In short, the place of the “English Department” in the contemporary university is shaped by the contradictory ways in which the university is accommodating the “needs” of the rising transnational corporations. It is no longer deemed “realistic” for the university to be a critique-al space for questioning the practices of these corporations or a site for educating internationalist citizens committed to the idea of the “good society” of economic equality. Yet the university cannot entirely abandon the project of critique-al humanities without undermining its own legitimacy as a place of knowledge and violating its democratic principles. The university thus engages in such contradictory acts as simultaneously undermining, while nominally supporting, the faculty and practices involved in critique-al studies. Moreover, the SUNY-Albany Administration supports the Group's agenda only to the extent that this agenda is its own agenda and reflects the practical and pragmatic (anti-intellectual and contra-critique-al) interests of big business and transnational capitalism. The Administration, in short, is sustaining its own pragmatic institutional interests rather than supporting any individual persons in the Group: it will abandon and discard any and all persons the moment their practices no longer overlap with those of the Administration and its business allies. For the post-national university the idea of the “good society” based on open democratic critique is cynically displaced by the notion of a pragmatic, practical “consumer society” founded on networking and the silencing of critique.

In the complicated emergence of “new” world orders, Departments of English have thus become both "more" and “less” important in the contemporary university. As focal points of the humanities in the university they have become an integral part of the ideological work of the university in relation to transnationalism. A major research university without such a site for the ideological training of the labor force cannot claim to be a serious player in the games of transnationalism.

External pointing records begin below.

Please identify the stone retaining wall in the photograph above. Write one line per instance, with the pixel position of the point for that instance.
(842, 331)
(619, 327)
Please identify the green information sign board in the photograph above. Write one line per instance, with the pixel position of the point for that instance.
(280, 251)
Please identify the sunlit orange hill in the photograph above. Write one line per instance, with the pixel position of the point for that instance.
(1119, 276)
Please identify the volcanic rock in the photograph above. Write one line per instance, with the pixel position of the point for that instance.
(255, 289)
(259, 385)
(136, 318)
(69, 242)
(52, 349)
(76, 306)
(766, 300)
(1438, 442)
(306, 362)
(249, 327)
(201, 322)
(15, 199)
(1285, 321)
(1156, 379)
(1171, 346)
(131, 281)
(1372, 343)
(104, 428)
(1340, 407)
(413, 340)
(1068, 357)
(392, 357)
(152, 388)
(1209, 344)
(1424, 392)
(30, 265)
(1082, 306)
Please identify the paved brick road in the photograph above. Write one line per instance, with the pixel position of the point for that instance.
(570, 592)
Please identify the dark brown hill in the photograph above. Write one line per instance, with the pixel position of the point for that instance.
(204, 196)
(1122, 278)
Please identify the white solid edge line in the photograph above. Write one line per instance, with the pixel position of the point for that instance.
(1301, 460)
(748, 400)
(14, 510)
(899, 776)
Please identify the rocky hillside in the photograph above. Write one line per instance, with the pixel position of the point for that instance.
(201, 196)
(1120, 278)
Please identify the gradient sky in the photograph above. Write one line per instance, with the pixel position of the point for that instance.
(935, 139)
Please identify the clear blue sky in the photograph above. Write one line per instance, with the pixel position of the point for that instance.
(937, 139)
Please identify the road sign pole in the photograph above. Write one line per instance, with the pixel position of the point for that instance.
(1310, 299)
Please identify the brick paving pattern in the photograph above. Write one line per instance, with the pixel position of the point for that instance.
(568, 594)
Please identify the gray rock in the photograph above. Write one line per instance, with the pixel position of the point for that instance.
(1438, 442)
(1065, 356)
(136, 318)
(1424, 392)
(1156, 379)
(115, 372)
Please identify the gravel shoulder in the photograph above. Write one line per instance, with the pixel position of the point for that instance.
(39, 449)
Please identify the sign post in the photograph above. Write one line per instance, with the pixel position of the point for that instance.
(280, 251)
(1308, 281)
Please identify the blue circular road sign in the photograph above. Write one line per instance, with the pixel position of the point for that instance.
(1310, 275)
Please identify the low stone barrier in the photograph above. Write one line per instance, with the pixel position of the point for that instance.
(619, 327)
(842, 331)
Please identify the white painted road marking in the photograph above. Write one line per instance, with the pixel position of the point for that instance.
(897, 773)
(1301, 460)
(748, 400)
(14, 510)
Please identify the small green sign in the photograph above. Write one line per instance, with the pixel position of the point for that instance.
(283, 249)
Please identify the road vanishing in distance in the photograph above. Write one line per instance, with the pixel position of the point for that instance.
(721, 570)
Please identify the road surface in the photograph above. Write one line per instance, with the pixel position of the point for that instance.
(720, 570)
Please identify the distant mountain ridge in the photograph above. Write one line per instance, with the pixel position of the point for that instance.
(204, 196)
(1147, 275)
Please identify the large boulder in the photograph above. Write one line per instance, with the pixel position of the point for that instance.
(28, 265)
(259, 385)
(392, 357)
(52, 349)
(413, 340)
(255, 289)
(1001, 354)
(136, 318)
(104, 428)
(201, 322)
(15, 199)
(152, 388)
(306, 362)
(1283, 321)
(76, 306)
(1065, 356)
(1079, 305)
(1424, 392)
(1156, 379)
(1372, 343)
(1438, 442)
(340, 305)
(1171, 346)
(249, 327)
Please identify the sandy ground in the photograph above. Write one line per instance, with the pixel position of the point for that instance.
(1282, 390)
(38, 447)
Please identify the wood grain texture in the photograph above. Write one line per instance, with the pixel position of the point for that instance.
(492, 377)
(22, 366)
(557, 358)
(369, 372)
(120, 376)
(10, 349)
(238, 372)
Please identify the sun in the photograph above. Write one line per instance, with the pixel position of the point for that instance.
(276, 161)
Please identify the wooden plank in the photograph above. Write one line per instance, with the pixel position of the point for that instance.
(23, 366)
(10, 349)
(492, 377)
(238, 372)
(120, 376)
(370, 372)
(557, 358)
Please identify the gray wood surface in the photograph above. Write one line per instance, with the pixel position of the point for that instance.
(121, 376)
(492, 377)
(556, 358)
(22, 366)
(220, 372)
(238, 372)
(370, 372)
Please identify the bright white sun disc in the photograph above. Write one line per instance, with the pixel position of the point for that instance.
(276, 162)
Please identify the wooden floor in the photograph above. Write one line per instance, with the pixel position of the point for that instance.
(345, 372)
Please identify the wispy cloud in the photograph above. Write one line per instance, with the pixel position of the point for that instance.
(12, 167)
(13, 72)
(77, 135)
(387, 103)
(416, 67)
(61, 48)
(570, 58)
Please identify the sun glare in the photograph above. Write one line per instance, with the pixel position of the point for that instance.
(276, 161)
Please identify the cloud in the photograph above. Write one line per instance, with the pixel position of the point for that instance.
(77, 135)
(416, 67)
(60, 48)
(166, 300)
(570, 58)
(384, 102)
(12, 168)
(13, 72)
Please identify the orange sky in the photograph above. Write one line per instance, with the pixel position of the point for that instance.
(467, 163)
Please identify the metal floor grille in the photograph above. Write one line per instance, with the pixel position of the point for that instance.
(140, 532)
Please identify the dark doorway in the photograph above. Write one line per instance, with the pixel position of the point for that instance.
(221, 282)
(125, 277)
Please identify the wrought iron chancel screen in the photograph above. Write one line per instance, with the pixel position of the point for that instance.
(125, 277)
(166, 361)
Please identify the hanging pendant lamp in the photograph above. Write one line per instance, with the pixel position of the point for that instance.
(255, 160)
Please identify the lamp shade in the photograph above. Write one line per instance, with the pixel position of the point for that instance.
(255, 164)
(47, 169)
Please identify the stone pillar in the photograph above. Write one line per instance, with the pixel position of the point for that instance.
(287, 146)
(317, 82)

At the same time, for a research university to neglect critique-al knowledges, particularly in the focal disciplines of the humanities, would jeopardize its intellectual credibility. A recent institutional move by the University of Illinois at Urbana-Champaign captures some of the contradictions of the “humanities” and their relations to the post-national universities. Having achieved an international reputation in sciences and cyber-research, the University recently announced that it will put new emphasis on the “humanities." It has, therefore, established a new “Program for Research in the Humanities” whose purpose is to enhance the place of the humanities in the university and thus make its claim to being a world-class ("international") university more believable. Without a strong humanities program, the university, will be known at most as a "technological” university.

Notes

[1]

Between 1963 and 1975 the Department offered “some thirty [Ph.D] degrees," which averages about 2.5 degrees a year ("A Proposal for a Ph.D. in English” 1).

[2]

Between 1971 — when the D.A. was established — and the time of the completion of “A Proposal for A Ph.D. in English” (the early 1990's), “seventy-six degrees” were awarded, an average of about four D.A. degrees a year ("A Proposal for a Ph.D. in English” 1).